Yes, a suffering Christ, whose perfect sacrifice atones for your sins and mine. As St. Peter writes, in the Epistle you heard today: “You were ransomed from the futile ways inherited from your forefathers, not with perishable things such as silver or gold, but with the precious blood of Christ, like that of a lamb without blemish or spot.” Brothers and sisters, God has set you free, he has redeemed you from sin and death. How? By the blood of Jesus Christ, the holy Lamb of God.

A suffering Christ. A righteous sufferer. “My God, my God, why have you forsaken me?” Psalm 22, the psalm most vividly portraying the crucifixion of Christ. You see, the suffering Christ was right there in their Scriptures all along, but these Emmaus guys hadn’t gotten it, nor had the rest of the disciples.

Or consider the most direct prophecy of a suffering Messiah, Isaiah 53, the Suffering Servant: “He was wounded for our transgressions; he was crushed for our iniquities; upon him was the chastisement that brought us peace, and with his stripes we are healed.” There it is, right there in their own Bible! But these fellas had not put two and two together. Nobody had. They had not figured out that this was exactly what Jesus did, that this was who Jesus was. Jesus is the Suffering Servant of Isaiah 53, suffering and dying for the sins of the people, for our sins as well. By his stripes, with his holy wounds, we are healed. This is the Savior we need! Jesus is the righteous one who suffers and dies for us, to take our place and suffer the judgment we deserve, so that God’s judgment will not fall on us.

Well, Jesus could have gone on, explaining these things. But the road to Emmaus is only seven miles long. These disciples wished it was seventy times seven! They don’t want the stranger to leave. They want to hear more. So they invite him into the house. “Stay with us, for it is toward evening and the day is now far spent.” And when they sit down at table to eat, the guest starts acting like the host! “He took the bread and blessed and broke it and gave it to them.” Now their eyes are opened! Now they recognize him! It’s Jesus who has been teaching them. It’s Jesus who is breaking bread with them. It’s Jesus, risen from the dead! He really is alive! Now it’s all starting to come together for them. And with that, Jesus vanishes from their sight. And they say to each other, “Did not our hearts burn within us while he talked to us on the road, while he opened to us the Scriptures?”

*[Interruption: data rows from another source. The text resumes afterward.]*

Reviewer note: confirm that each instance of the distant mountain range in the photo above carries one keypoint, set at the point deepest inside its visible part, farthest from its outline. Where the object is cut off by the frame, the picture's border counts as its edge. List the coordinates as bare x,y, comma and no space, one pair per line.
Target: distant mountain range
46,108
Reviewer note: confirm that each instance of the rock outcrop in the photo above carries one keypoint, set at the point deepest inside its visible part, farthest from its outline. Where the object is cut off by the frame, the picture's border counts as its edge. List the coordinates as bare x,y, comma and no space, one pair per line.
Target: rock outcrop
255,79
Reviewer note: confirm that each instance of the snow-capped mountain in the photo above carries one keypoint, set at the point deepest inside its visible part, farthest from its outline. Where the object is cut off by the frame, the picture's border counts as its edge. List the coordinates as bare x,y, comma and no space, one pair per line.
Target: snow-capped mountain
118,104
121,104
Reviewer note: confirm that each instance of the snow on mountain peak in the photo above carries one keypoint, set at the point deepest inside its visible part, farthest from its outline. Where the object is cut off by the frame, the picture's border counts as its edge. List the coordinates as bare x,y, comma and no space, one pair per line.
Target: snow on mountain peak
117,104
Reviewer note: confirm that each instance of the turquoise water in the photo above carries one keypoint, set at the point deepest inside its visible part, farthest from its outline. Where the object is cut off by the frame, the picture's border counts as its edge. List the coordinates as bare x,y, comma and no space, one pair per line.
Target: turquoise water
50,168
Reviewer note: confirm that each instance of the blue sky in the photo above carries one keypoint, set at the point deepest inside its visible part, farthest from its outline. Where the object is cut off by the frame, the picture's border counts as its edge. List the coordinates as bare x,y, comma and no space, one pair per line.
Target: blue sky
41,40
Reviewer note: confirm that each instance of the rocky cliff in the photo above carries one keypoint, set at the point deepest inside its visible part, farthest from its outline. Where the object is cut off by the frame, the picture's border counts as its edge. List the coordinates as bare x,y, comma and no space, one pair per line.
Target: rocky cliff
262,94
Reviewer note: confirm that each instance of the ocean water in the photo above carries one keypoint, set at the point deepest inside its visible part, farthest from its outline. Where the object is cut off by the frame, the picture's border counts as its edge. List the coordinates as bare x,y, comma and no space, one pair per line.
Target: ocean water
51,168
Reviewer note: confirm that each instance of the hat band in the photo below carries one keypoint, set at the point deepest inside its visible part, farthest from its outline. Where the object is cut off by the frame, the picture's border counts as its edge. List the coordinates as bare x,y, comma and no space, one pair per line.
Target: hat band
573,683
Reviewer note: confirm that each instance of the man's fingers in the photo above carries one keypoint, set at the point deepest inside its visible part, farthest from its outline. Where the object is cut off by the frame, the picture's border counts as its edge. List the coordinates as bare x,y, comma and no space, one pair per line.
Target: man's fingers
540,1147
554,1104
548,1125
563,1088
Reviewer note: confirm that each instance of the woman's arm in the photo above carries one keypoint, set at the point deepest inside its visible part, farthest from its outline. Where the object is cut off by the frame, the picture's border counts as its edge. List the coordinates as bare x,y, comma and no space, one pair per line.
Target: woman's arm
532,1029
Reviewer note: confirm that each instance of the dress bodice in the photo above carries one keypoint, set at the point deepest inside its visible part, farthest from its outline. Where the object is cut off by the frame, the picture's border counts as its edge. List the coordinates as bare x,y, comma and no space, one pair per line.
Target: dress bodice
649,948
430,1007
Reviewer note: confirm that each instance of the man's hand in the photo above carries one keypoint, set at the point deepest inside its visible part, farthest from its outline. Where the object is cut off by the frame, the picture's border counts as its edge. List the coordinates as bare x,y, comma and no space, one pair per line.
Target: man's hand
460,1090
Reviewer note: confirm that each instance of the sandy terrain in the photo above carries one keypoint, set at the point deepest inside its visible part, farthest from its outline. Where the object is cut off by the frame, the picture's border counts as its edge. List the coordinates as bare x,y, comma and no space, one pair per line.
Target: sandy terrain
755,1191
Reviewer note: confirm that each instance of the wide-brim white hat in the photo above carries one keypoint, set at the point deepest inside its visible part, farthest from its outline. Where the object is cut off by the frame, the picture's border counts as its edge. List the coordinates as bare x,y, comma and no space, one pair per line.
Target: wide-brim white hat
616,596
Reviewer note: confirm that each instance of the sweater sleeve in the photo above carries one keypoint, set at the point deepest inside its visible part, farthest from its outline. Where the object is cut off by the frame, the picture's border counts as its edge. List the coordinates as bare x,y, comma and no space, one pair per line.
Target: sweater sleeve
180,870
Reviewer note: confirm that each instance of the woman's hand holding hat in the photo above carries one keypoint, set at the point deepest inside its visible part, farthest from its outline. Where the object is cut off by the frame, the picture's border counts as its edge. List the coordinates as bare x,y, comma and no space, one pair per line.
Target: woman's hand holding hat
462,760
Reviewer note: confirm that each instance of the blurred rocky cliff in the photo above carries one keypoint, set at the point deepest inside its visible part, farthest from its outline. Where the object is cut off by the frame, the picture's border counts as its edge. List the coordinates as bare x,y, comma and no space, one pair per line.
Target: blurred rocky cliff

Friends, on the road to Emmaus, and at the table in the breaking of the bread, our risen Lord Jesus Christ sets the pattern for his church for all ages to come. It’s Sunday, the first day of the week, the day when our Lord rose from the dead. And so every Sunday becomes another Easter, because on this day Jesus meets with his church. He opens up the Scriptures to us. He opens our minds to understand the Scriptures, that it’s all about him, a Savior who loves us and suffers and dies for our sins and rises from the dead. Now we are forgiven. Now, baptized in his name, we will share in his resurrection. This is what it’s all about.

Brothers and sisters, every Sunday Jesus joins us on our journey through life, on our own Emmaus road. And when we reach our final destination, there we will see our Lord face to face. There he will be our host at his heavenly banquet, the wedding feast of the Lamb in his kingdom, which will have no end. We receive a foretaste of that feast to come in the Lord’s Supper, as Jesus invites us to his Table every Sunday.

On the road and at the table with Jesus: Friends, you don’t have to walk to Emmaus to experience this. No, Jesus comes right here to us. Abiding with us. Opening the Scriptures to us. Hosting us at his Table. Dear fellow Emmaus disciples, our risen Lord Jesus is with us, on the road and at the table! And it’s a beautiful picture indeed!